# Adding a language
In this tutorial, we will go through all the steps required to add support for a new language in Mergiraf, with C# as an example. As a prerequisite, we assume that you have cloned [Mergiraf's git repository](https://codeberg.org/mergiraf/mergiraf) and have [installed Rust](https://www.rust-lang.org/tools/install).
## Get a parser
The first step is to find a [tree-sitter parser](https://tree-sitter.github.io/tree-sitter/) for this language. The corresponding Rust crate needs to be added to Mergiraf's `Cargo.toml` file:
```toml
[dependencies]
tree-sitter-csharp = "0.21.3"
```
The version of the parser must be selected so that it is compatible with the version of tree-sitter that Mergiraf currently uses.
## Create a language profile
Then, go to `src/supported_langs.rs` and add a profile for the language. You can start with a minimal one, such as:
```rust
LangProfile {
name: "C#", // used for the --language CLI option, and generating the list of supported languages
alternate_names: vec![], // other possible values for --language
extensions: vec!["cs"], // all file extensions for this language (note the lack of `.`!)
file_names: vec![], // the full file names which should be handled with this language
language: tree_sitter_c_sharp::LANGUAGE.into(), // the tree-sitter parser
// optional settings, explained below
atomic_nodes: vec![],
commutative_parents: vec![],
signatures: vec![],
injections: None,
},
```
You can compile your new version of Mergiraf with:
```console
$ cargo build
```
You'll find the binary in `./target/debug/mergiraf`, which supports your language.

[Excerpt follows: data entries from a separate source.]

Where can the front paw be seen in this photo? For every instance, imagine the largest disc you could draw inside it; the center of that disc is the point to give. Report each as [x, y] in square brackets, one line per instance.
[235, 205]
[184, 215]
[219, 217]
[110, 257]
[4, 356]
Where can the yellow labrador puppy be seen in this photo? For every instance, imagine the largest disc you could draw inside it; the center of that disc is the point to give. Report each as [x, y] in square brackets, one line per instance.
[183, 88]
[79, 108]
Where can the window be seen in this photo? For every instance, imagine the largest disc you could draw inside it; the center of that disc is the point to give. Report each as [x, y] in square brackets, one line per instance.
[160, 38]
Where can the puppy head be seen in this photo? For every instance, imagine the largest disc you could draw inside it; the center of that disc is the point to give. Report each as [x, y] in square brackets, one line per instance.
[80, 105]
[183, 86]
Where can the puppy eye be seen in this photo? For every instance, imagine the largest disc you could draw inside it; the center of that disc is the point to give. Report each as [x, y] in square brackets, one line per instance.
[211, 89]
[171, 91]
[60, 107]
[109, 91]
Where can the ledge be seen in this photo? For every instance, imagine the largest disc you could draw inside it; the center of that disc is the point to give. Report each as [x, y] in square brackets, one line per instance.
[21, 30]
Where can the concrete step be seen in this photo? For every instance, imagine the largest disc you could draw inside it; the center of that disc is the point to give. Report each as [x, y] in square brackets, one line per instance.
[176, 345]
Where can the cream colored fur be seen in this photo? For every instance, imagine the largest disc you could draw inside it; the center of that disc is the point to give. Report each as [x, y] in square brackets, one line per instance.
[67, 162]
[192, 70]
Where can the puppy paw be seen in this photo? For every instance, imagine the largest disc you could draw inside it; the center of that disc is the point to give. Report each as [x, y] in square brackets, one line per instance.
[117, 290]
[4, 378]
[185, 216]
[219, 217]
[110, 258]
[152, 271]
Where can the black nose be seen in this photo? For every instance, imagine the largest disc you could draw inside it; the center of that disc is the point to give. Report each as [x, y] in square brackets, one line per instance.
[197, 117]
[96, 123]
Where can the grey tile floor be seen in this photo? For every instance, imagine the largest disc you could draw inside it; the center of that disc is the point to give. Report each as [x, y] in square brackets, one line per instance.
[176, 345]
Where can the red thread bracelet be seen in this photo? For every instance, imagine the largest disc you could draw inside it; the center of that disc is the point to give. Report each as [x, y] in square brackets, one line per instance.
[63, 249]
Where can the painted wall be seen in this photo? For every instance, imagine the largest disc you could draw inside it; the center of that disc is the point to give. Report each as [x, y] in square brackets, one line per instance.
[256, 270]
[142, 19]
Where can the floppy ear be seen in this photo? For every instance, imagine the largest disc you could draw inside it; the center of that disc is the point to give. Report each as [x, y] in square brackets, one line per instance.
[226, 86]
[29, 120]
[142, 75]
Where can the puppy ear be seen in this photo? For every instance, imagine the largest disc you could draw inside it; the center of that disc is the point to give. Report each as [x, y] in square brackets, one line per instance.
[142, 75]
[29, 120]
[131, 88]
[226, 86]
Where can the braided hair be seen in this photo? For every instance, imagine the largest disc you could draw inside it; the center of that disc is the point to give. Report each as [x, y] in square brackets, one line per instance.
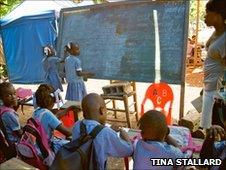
[4, 86]
[44, 96]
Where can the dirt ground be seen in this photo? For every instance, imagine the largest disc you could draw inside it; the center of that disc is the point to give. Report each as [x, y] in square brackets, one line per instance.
[194, 77]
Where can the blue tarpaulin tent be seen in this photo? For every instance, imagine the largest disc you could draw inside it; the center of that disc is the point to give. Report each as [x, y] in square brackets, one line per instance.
[24, 32]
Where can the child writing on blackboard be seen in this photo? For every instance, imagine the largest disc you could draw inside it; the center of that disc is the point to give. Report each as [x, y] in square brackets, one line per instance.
[50, 64]
[76, 89]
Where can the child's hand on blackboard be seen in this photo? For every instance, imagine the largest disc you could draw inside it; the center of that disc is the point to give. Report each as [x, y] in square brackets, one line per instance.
[90, 74]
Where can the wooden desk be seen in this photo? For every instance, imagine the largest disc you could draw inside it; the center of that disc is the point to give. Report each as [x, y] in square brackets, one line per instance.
[15, 163]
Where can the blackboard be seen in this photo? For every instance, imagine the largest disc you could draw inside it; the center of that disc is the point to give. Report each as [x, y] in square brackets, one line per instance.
[131, 40]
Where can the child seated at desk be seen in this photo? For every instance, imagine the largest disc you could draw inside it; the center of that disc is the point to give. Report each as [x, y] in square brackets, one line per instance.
[107, 142]
[45, 100]
[154, 131]
[214, 146]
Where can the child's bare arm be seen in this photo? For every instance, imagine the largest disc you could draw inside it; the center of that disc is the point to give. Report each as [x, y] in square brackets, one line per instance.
[122, 132]
[124, 135]
[18, 133]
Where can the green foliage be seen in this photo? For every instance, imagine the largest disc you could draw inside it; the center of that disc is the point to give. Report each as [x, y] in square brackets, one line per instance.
[4, 9]
[3, 71]
[99, 1]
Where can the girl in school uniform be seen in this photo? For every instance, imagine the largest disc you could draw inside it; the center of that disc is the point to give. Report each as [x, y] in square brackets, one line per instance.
[50, 64]
[45, 100]
[76, 89]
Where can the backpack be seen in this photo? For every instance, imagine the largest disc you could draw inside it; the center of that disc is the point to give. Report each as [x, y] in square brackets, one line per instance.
[34, 148]
[78, 154]
[7, 149]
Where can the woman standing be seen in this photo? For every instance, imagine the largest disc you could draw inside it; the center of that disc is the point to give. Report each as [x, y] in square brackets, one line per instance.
[76, 89]
[215, 62]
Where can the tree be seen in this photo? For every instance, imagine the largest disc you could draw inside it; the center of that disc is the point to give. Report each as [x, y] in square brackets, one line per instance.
[7, 5]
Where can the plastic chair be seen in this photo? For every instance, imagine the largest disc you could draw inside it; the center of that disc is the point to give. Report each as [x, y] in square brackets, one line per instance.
[160, 94]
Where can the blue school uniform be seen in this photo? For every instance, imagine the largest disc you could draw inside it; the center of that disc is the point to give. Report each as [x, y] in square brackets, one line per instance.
[107, 142]
[49, 122]
[76, 89]
[51, 68]
[144, 151]
[11, 123]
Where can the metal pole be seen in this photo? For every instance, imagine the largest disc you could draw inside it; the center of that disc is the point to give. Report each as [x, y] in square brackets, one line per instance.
[197, 32]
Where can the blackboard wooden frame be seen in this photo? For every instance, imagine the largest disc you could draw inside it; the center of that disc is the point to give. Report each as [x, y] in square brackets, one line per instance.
[181, 76]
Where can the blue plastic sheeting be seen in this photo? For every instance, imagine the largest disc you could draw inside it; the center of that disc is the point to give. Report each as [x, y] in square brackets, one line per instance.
[23, 41]
[24, 32]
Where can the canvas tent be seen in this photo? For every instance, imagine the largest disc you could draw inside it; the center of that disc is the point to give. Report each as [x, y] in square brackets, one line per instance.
[2, 60]
[24, 32]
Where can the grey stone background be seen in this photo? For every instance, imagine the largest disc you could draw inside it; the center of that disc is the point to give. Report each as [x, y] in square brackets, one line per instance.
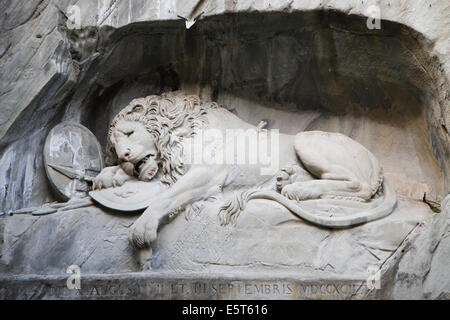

That's all you need to get basic support for this language in Mergiraf. It already enables syntax-aware merging which should already give better results than line-based merging.
## Add commutative parents
You can improve conflict resolution for this language by defining "commutative parents".
A node in a syntax tree is a commutative parent when the order of its children is unimportant.
This knowledge allows Mergiraf to [automatically solve most conflicts involving insertion or deletion of children of such a parent](./conflicts.md#neighbouring-insertions-and-deletions-of-elements-whose-order-does-not-matter).
Identifying which node types should commutative is easier with some familiarity with the semantics of the language, but there are usual suspects you can consider:
* **import statements** (such as `import` in Java or Go, `use` in Rust…)
* **field or method declarations** in classes (as in most object-oriented programming languages)
* **declarations of sum-types** (such as `union` in C or functional programming languages)
* **dictionary or set objects** (such as JSON objects, struct instantiations in C/C++…)
* **declarative annotations** of various sorts (such as annotation parameters in Java, trait bounds in Rust, tag attributes in XML / HTML…)
For instance, C# has import statements called `using` declarations and [some IDEs seem to allow sorting them alphabetically](https://stackoverflow.com/questions/30374210/order-of-using-directives-in-c-sharp-alphabetically). This is a good sign that their order is semantically irrelevant, as in many languages, so let's declare that.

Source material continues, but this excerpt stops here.